-
Tips for becoming a good boxer - November 6, 2020
-
7 expert tips for making your hens night a memorable one - November 6, 2020
-
5 reasons to host your Christmas party on a cruise boat - November 6, 2020
-
What to do when you’re charged with a crime - November 6, 2020
-
Should you get one or multiple dogs? Here’s all you need to know - November 3, 2020
-
A Guide: How to Build Your Very Own Magic Mirror - February 14, 2019
-
Our Top Inspirational Baseball Stars - November 24, 2018
-
Five Tech Tools That Will Help You Turn Your Blog into a Business - November 24, 2018
-
How to Indulge on Vacation without Expanding Your Waist - November 9, 2018
-
5 Strategies for Businesses to Appeal to Today’s Increasingly Mobile-Crazed Customers - November 9, 2018
Svetlana Alexievich of Belarus wins Nobel literature prize
As a journalist she wrote about the Soviet invasion of Afghanistan, recording the experiences of ordinary soldiers engaged in the proxy war in the already troubled Brezhnev phase of the USSR’s collapse. The academy itself said Alexievich was chosen “for her polyphonic writings, a monument to suffering and courage in our time”.
Advertisement
“She said one word: ‘Fantastic!'” Danius said.
Like many intellectuals in Belarus, Alexievich supports the political opponents of authoritarian President Alexander Lukashenko, who is up for re-election on Sunday.

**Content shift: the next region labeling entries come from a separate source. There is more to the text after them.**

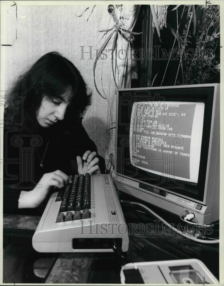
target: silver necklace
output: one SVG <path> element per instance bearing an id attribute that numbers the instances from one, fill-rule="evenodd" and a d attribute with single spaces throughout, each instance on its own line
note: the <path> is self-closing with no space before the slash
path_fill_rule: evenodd
<path id="1" fill-rule="evenodd" d="M 35 150 L 36 150 L 36 152 L 37 155 L 38 155 L 38 157 L 39 158 L 39 159 L 40 160 L 41 163 L 40 163 L 40 167 L 41 167 L 42 168 L 44 166 L 44 164 L 43 164 L 43 161 L 44 160 L 44 156 L 45 156 L 45 153 L 46 153 L 46 151 L 47 150 L 47 146 L 48 146 L 48 143 L 49 143 L 49 140 L 48 140 L 48 141 L 47 142 L 47 146 L 46 147 L 46 149 L 45 149 L 45 151 L 44 151 L 44 156 L 43 156 L 43 158 L 42 158 L 42 160 L 41 160 L 41 159 L 40 159 L 40 157 L 39 156 L 39 155 L 38 154 L 38 152 L 37 152 L 36 149 L 36 147 L 34 147 L 35 148 Z"/>

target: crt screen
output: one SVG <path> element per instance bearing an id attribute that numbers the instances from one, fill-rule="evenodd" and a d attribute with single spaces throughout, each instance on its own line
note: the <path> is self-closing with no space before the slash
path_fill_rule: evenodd
<path id="1" fill-rule="evenodd" d="M 136 102 L 130 132 L 131 164 L 167 178 L 197 182 L 204 104 Z"/>

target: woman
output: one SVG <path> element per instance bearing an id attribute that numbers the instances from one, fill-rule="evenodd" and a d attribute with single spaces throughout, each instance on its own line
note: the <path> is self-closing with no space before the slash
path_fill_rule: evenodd
<path id="1" fill-rule="evenodd" d="M 68 184 L 69 175 L 100 172 L 80 117 L 91 96 L 77 69 L 56 52 L 19 77 L 6 98 L 4 213 L 39 213 L 49 191 Z"/>

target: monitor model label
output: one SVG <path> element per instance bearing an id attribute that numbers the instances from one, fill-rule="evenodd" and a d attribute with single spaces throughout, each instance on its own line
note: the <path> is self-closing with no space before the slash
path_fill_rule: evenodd
<path id="1" fill-rule="evenodd" d="M 166 198 L 173 202 L 180 203 L 181 204 L 185 204 L 186 206 L 191 206 L 192 208 L 194 207 L 194 206 L 195 205 L 195 203 L 194 202 L 192 202 L 189 200 L 187 200 L 186 199 L 177 196 L 176 196 L 173 195 L 172 194 L 168 194 Z"/>
<path id="2" fill-rule="evenodd" d="M 204 104 L 140 102 L 132 110 L 131 163 L 168 178 L 197 183 Z"/>

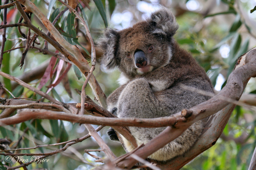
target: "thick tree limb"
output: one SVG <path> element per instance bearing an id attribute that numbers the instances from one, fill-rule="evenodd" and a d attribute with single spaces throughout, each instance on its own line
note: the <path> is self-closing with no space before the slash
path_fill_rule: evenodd
<path id="1" fill-rule="evenodd" d="M 65 49 L 64 50 L 63 48 L 62 50 L 59 51 L 65 56 L 70 58 L 70 60 L 78 67 L 83 74 L 87 77 L 88 74 L 90 72 L 90 68 L 86 60 L 77 47 L 75 45 L 72 45 L 67 42 L 54 26 L 34 4 L 28 0 L 24 0 L 21 2 L 26 7 L 25 10 L 26 12 L 32 12 L 36 16 L 49 30 L 56 41 Z M 64 51 L 65 52 L 64 53 L 62 52 Z M 69 52 L 74 56 L 76 56 L 78 60 L 72 58 L 72 56 L 69 55 L 67 51 Z M 90 79 L 89 83 L 99 103 L 103 107 L 106 108 L 106 96 L 93 75 L 92 75 Z"/>

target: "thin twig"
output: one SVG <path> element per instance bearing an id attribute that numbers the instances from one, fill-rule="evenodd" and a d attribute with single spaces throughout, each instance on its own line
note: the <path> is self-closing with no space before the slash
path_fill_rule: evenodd
<path id="1" fill-rule="evenodd" d="M 103 128 L 104 127 L 104 126 L 99 126 L 97 128 L 95 129 L 95 130 L 97 132 L 98 132 L 101 129 Z M 30 149 L 37 149 L 39 148 L 42 148 L 42 147 L 48 147 L 49 146 L 58 146 L 59 145 L 63 144 L 66 144 L 66 143 L 69 143 L 70 142 L 76 142 L 77 143 L 78 143 L 79 142 L 81 142 L 82 141 L 86 139 L 88 137 L 88 135 L 86 135 L 85 136 L 84 136 L 83 137 L 80 138 L 76 138 L 75 139 L 72 139 L 72 140 L 70 140 L 69 141 L 66 141 L 66 142 L 61 142 L 60 143 L 54 143 L 54 144 L 45 144 L 44 145 L 37 145 L 36 146 L 35 146 L 34 147 L 31 147 L 30 148 L 18 148 L 18 149 L 9 149 L 9 150 L 7 150 L 8 151 L 12 151 L 14 150 L 15 151 L 17 150 L 28 150 Z"/>
<path id="2" fill-rule="evenodd" d="M 116 158 L 115 155 L 112 152 L 110 148 L 106 144 L 92 126 L 90 124 L 84 124 L 84 125 L 88 130 L 89 134 L 93 137 L 106 155 L 112 160 Z"/>
<path id="3" fill-rule="evenodd" d="M 7 4 L 8 3 L 8 0 L 5 0 L 5 1 L 4 1 L 4 4 Z M 6 22 L 7 16 L 7 8 L 5 8 L 4 9 L 3 13 L 3 25 L 5 25 L 7 23 Z M 2 65 L 2 62 L 3 61 L 3 51 L 5 48 L 5 41 L 6 41 L 6 38 L 5 37 L 6 33 L 6 29 L 5 28 L 3 29 L 3 33 L 2 35 L 2 45 L 1 47 L 1 50 L 0 51 L 0 68 L 1 68 L 1 66 Z"/>
<path id="4" fill-rule="evenodd" d="M 61 105 L 62 104 L 62 102 L 59 101 L 45 93 L 37 89 L 36 88 L 35 88 L 33 87 L 30 86 L 28 84 L 26 83 L 25 82 L 15 77 L 12 76 L 2 71 L 0 71 L 0 75 L 6 78 L 7 78 L 15 82 L 18 84 L 19 84 L 22 86 L 29 89 L 31 91 L 34 92 L 42 97 L 44 97 L 46 99 L 48 100 L 49 101 L 53 103 L 58 105 Z"/>
<path id="5" fill-rule="evenodd" d="M 150 168 L 153 170 L 161 170 L 160 168 L 153 165 L 152 163 L 151 163 L 144 159 L 142 159 L 137 155 L 134 154 L 132 154 L 130 156 L 139 162 L 140 162 L 146 165 L 146 167 Z"/>
<path id="6" fill-rule="evenodd" d="M 84 81 L 84 83 L 83 84 L 82 88 L 82 92 L 81 95 L 81 108 L 80 111 L 80 112 L 81 114 L 83 114 L 83 112 L 84 110 L 84 101 L 85 101 L 85 92 L 84 89 L 86 87 L 86 86 L 89 81 L 90 77 L 92 74 L 92 72 L 94 70 L 95 68 L 95 65 L 96 64 L 96 53 L 95 51 L 95 47 L 94 46 L 94 43 L 93 42 L 93 40 L 92 39 L 92 37 L 90 34 L 90 31 L 89 28 L 87 26 L 86 23 L 84 20 L 80 16 L 77 12 L 74 9 L 71 7 L 67 3 L 62 1 L 61 0 L 58 0 L 59 2 L 62 3 L 63 4 L 65 5 L 66 6 L 69 8 L 70 10 L 76 15 L 76 16 L 78 18 L 82 23 L 84 28 L 85 28 L 86 34 L 87 35 L 89 39 L 90 40 L 90 42 L 92 46 L 92 52 L 91 54 L 91 58 L 92 61 L 92 65 L 90 69 L 90 71 L 89 73 L 86 78 L 86 79 Z"/>
<path id="7" fill-rule="evenodd" d="M 13 109 L 23 109 L 27 108 L 28 107 L 37 106 L 42 106 L 42 109 L 45 109 L 44 107 L 55 107 L 60 110 L 64 112 L 67 113 L 72 114 L 71 112 L 68 110 L 61 105 L 57 105 L 54 103 L 32 103 L 24 105 L 0 105 L 0 109 L 5 109 L 6 108 L 12 108 Z"/>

She lived in Paris, Gothenburg and Berlin since 2000 after she was persecuted by Lukashenko regime of Belarus.
“It’d be interesting to see what he’s going to do in the situation”, she said, speaking on the landing outside her apartment in a Soviet-era block. I can’t speak anywhere publicly.
In explaining why she wrote about the terrors and horrors of the past, she responded, “If we don’t understand what was wrong with us, we’ll never rid ourselves of our past”.
Alexievich’s views and independence have made her unpopular with authorities in Belarus, as well, where she belongs to the opposition, her website says. I love the Russian people. Her books were no longer published in the country and were removed from the school curriculum. It sold more than 2 million copies. “They will have to listen to me”, she said.
Alexievich’s first book, “I’ve Left My Village”, gave her a reputation as a dissident.
In an interview following the announcement, the Swedish Academy’s permanent secretary, Sara Danius, elaborated on the decision.
Latest news from the awarding of the Nobel Prize in literature. “But it’s also a bit disturbing”. “I have two ideas for new books, so I’m pleased that I will now have the freedom to work on them”.
Born in May 1948 in Ukraine, Alexievich studied journalism at the University of Minsk in Belarus from 1967 to 1972 and worked as a teacher and journalist. Her books, which have spanned three decades and appeared in Russian and in translation into English and other languages, include War’s Unwomanly Face, Zinky Boys, and Voices from Chernobyl.
In 1997, Alexievich published “Voices from Chornobyl: Chronicle of the Future”.
Her writing has involved the collection, “collage”, and communication of human stories from some of the most painful and dramatic events of her region’s history: the Second World War, the Chernobyl nuclear disaster, and Russia’s ill-fated war in Afghanistan between 1979 and 1989, to name a few.
She is the 14th woman to win Nobel’s literature honor and was preceded by Alice Munro who was given the award in 2013.
On Wednesday, Sweden’s Tomas Lindahl, Paul Modrich of the United States and American-Turkish scientist Aziz Sancar won the Nobel Prize in Chemistry for their research on DNA fix. It is also based on extensive interviewing.
The economics prize will wrap up this year’s Nobel season on October 12. The awards in medicine, physics and chemistry were announced earlier this week.
Advertisement
All awards will be handed out on December. 10, the anniversary of prize founder Alfred Nobel’s death in 1896.